Unexpected Hurdles in my ACHD Fellowship: Providing End-of-Life Care

This post was authored by Keri Shafer, MD, Boston Children’s Hospital and Brigham and Women’s Hospital.

The care of adults with congenital heart disease (ACHD) is a rich and rewarding experience filled with unique challenges, some unexpected. I began ACHD fellowship enthusiastically determined to improve my understanding of complex cardiac physiology with questions swirling through my mind such as “What is anatomic malposition?” and “How is a Kawashima performed?” I soon learned that ACHD care is much more than that. Quality care requires a comprehensive understanding of the function of every organ system as years of congenital heart disease can take a toll on the lungs, kidneys, liver, etc.  Growing up with congenital heart disease can also affect patients’ approach to nearly every aspect of their lives. Therefore, the most successful ACHD physicians continually demonstrate compassion, patience and excellent communication skills when caring for their patients and families. Paramount among these skills is the ability to help patients and families through what can be the most difficult part of care: end of life.

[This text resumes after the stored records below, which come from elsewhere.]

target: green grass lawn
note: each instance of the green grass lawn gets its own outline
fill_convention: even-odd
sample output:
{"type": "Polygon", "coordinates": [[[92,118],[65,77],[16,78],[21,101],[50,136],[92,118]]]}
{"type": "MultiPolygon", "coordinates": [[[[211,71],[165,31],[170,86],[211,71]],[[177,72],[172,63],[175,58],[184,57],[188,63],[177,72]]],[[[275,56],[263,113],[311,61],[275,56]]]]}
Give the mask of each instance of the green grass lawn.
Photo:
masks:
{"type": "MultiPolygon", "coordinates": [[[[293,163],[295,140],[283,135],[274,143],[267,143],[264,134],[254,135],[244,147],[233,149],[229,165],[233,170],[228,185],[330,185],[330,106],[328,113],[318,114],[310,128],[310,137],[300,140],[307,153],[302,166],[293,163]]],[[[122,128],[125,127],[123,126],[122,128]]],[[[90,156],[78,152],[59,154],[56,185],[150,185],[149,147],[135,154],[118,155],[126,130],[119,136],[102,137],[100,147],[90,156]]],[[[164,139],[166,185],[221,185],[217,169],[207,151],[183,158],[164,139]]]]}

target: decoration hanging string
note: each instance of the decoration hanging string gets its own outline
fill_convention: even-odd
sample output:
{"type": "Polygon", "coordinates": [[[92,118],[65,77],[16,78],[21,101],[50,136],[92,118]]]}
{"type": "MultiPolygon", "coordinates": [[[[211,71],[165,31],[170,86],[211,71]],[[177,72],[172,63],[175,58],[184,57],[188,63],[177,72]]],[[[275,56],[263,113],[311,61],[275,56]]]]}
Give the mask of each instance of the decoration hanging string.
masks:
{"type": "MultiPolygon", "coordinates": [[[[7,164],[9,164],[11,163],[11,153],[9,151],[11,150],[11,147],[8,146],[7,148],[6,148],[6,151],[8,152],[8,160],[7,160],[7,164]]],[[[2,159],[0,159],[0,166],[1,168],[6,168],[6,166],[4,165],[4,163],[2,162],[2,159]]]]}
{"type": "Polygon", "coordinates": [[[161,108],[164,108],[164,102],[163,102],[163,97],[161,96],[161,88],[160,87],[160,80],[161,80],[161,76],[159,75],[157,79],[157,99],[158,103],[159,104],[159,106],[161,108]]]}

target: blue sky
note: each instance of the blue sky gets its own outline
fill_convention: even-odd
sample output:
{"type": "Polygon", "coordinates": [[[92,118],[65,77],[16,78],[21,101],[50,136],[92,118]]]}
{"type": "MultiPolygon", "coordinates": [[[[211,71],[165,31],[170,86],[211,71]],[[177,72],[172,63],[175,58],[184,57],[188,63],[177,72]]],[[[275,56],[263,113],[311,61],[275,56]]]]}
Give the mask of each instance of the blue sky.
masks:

The outcomes of patients with congenital heart disease are significantly better than prior decades: 90 percent of all babies born with congenital heart disease will reach adulthood. Age at death in congenital heart disease patients has been trending upwards, and recent data suggest that in tertiary referral centers outcomes are much better than previously seen. Yet while the overall trend is encouraging, survival of patients with complex disease is lagging behind. This final fact was underscored repeatedly throughout my fellowship training – patients with complex cardiac anatomy are often taken from us much sooner than we would like. By caring for these ACHD patients, I have come to realize that their end-of-life care can be particularly challenging – much more so than other patient populations I encountered during my internal medicine and general cardiology fellowship. In those parts of my training, I learned to intellectually tackle the challenges and address the poor outcomes inherent to the practice of medicine. I was also taught the fundamental concepts patients and families find important at the end-of-life including comfort-focused care, patient autonomy and continued compassionate communication. However, application of these important concepts can be difficult in the ACHD population for a variety of reasons inherent to their unique path through medical care. There are three topics that have consistently emerged for my patients and me:

  1. Our poor prognostication: “But he was working full time yesterday?!”
Most ACHD patients live in a delicate balance, and predicting decline can be very difficult. As I have personally experienced many times, seemingly small issues can result in a patient’s rapid decline into extremis. We discover that our patients are often compensating for multiple issues that can quickly and simultaneously unravel with only a small insult. The slight rise in creatinine or barely perceptible increase in breathlessness may be the only sign of a profound change in intracardiac hemodynamics.  This subtlety translates into a much greater difficulty in predicting the timing of decline than in other patient populations.  As a result, we often lose precious time that could have been used to prepare patients and families for inevitable outcomes.
  1. Families and ACHD patients have heard it before: “So THIS time he’s really sick?”
Many ACHD patients have amusing stories about the end-of-life discussions they’ve had in the past.  One of my favorites: “Remember my first cardiologist? He told my mother I’d die before I reached 10.  Now he’s dead and I’m still feeling fine… Ha!” While I find these stories inspiring, they can be impediments when the ACHD patient is actually at the end of his or her life. Usually, the patient has beaten the odds so many times before that it is difficult for him or her to believe that the expectations have truly changed. And because we struggle with prognostication, it’s very difficult to know how certain we can truly be that the patient will not recover.
  1. My own (provider) biases: “But he’s my age.”
Few groups of early career physicians have to deal with the mortality of their peers; and I would venture to say that we all find it more difficult than expected. Despite the fact that I’d coped with the deaths of a diverse group of patients during my previous six years of post-graduate training, losing an adult with congenital heart disease feels different. One significant difference is that many ACHD patients could be (and in some cases are) my friends and colleagues.

As a new ACHD provider, I work to improve my clinical acumen in caring for these complex patients and endeavor to develop the skills of my colleagues for knowing when a minor change heralds significant abnormality. Simultaneously, we all look for new research avenues to better understand physiology in such a way that we might delay morbidity and mortality. As our newly recognized subspecialty grows, we must diligently work on improving and increasing the frequency of our discussions on advanced care planning. However, we must not forget the additional difficulties providers and trainees may face in caring for this unique population and work to improve education in this area.